根据定义,斐波那契数列中的前两个数字是 1 和 1,或 0 和 1。因此,您应该处理它。
#include <iostream>
using namespace std;
int Fibonacci(int);
int main(void) {
int number;
cout << "Please enter a positive integer: ";
cin >> number;
if (number < 0)
cout << "That is not a positive integer.\n";
else
cout << number << " Fibonacci is: " << Fibonacci(number) << endl;
}
int Fibonacci(int x)
{
if (x < 2){
return x;
}
return (Fibonacci (x - 1) + Fibonacci (x - 2));
}
回答by Pedro Eugénio
This is my solution to fibonacci problem with recursion.
这是我用递归解决斐波那契问题的方法。
#include <iostream>
using namespace std;
int fibonacci(int n){
if(n<=0)
return 0;
else if(n==1 || n==2)
return 1;
else
return (fibonacci(n-1)+fibonacci(n-2));
}
int main() {
cout << fibonacci(8);
return 0;
}
回答by hqt
I think this solution is short and seem looks nice:
我认为这个解决方案很短而且看起来不错:
long long fib(int n){
return n<=2?1:fib(n-1)+fib(n-2);
}
Edit : as jweyrich mentioned, true recursive function should be:
编辑:正如 jweyrich 提到的,真正的递归函数应该是:
long long fib(int n){
return n<2?n:fib(n-1)+fib(n-2);
}
(because fib(0) = 0. but base on above recursive formula, fib(0) will be 1)
(因为 fib(0) = 0。
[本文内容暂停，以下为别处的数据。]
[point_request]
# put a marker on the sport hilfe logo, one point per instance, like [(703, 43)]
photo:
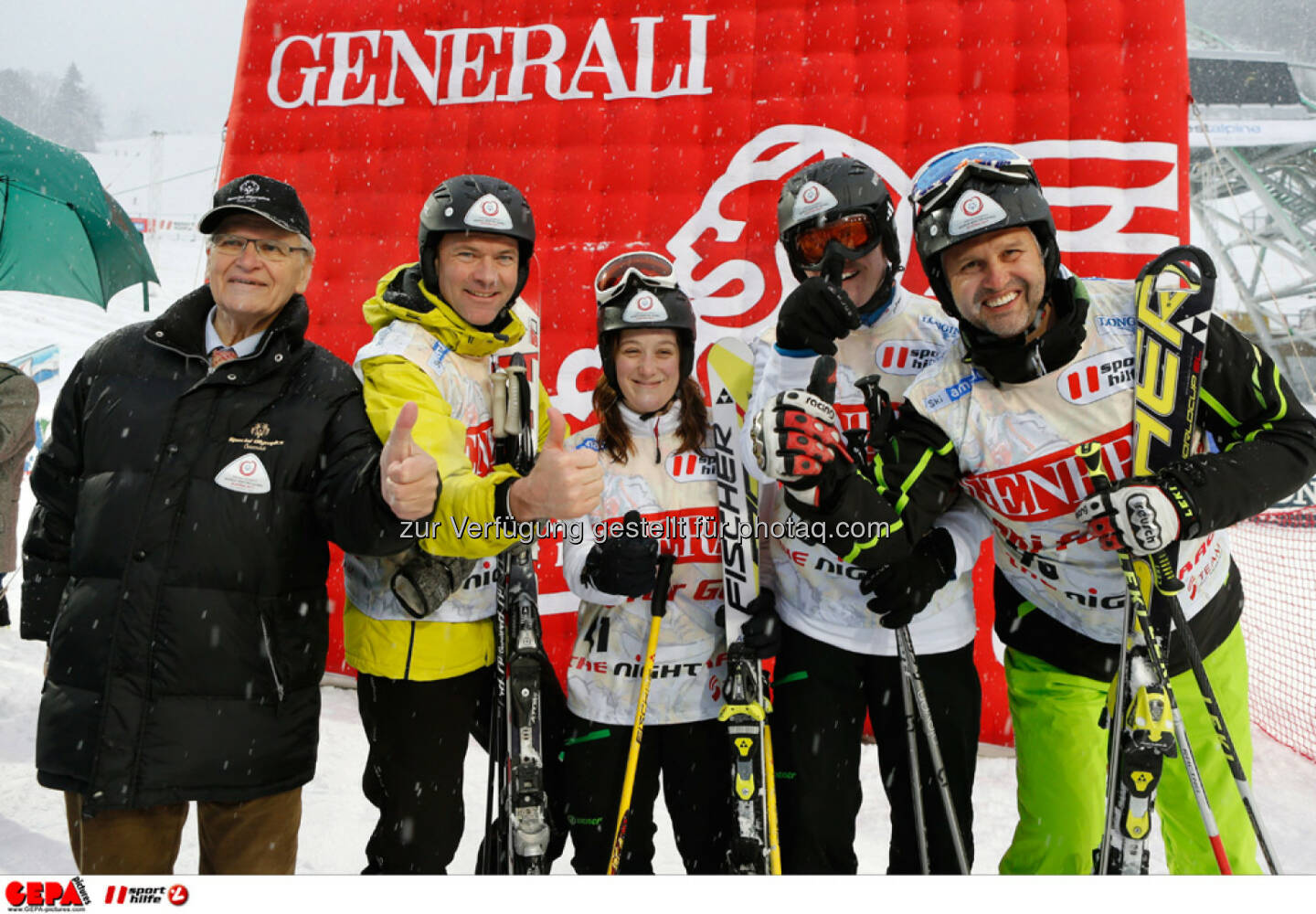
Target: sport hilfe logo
[(146, 895), (33, 895)]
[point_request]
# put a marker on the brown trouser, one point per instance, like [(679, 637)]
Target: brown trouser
[(258, 836)]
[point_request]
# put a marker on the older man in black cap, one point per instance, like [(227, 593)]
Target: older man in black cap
[(175, 561)]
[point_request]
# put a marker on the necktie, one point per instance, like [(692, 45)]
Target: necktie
[(221, 355)]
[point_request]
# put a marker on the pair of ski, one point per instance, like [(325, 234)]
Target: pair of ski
[(1174, 298), (517, 834), (754, 842)]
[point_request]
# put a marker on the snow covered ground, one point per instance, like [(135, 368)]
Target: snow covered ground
[(337, 818)]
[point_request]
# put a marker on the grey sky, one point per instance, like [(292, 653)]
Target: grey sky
[(171, 63), (169, 66)]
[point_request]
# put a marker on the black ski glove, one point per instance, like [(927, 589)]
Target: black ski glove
[(762, 631), (902, 590), (1141, 515), (627, 562), (815, 316)]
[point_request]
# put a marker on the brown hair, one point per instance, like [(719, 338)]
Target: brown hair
[(613, 435)]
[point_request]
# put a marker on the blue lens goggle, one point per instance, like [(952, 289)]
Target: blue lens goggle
[(941, 174)]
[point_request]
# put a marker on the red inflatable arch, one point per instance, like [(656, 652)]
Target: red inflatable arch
[(673, 125)]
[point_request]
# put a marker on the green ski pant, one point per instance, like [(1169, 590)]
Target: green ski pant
[(1061, 768)]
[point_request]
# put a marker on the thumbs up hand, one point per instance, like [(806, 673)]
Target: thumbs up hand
[(409, 477), (564, 484)]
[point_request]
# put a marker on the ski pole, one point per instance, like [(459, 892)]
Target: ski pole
[(774, 842), (1217, 719), (915, 776), (1091, 456), (657, 610), (909, 669)]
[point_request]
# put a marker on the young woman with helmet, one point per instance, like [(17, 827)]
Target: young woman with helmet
[(1044, 364), (660, 495), (425, 675), (839, 660)]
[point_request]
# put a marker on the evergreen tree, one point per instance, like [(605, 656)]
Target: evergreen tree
[(20, 99), (74, 113)]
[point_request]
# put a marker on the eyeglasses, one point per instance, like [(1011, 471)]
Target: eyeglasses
[(651, 268), (855, 232), (941, 175), (269, 250)]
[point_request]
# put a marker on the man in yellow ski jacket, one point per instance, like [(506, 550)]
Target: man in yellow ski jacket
[(427, 677)]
但基于上述递归公式,fib(0) 将为 1)
To understand recursion algorithm, you should draw to your paper, and the most important thing is : "Think normal as often".
要理解递归算法,你应该画你的论文,最重要的是:“经常思考正常”。
回答by noelyahan
int fib(int n) {
if (n == 1 || n == 2) {
return 1;
} else {
return fib(n - 1) + fib(n - 2);
}
}
in fibonacci sequence first 2 numbers always sequels to 1 then every time the value became 1 or 2 it must return 1
在斐波那契数列中,前 2 个数字总是后继为 1,然后每次该值变为 1 或 2 时,它必须返回 1
回答by user2331083
int fib(int x)
{
if (x == 0)
return 0;
else if (x == 1 || x == 2)
return 1;
else
return (fib(x - 1) + fib(x - 2));
}
回答by zod
int fib(int x)
{
if (x < 2)
return x;
else
return (fib(x - 1) + fib(x - 2));
}
回答by Jokerius
if(n==1 || n==0){
return n;
}else{
return fib(n-1) + fib(n-2);
}
However, using recursion to get fibonacci number is bad practice, because function is called about 8.5 times than received number. E.g. to get fibonacci number of 30 (1346269) - function is called 7049122 times!
然而,使用递归来获得斐波那契数是不好的做法,因为函数被调用的次数是接收数的 8.5 倍。例如,要获得 30 (1346269) 的斐波那契数 - 函数被调用 7049122 次!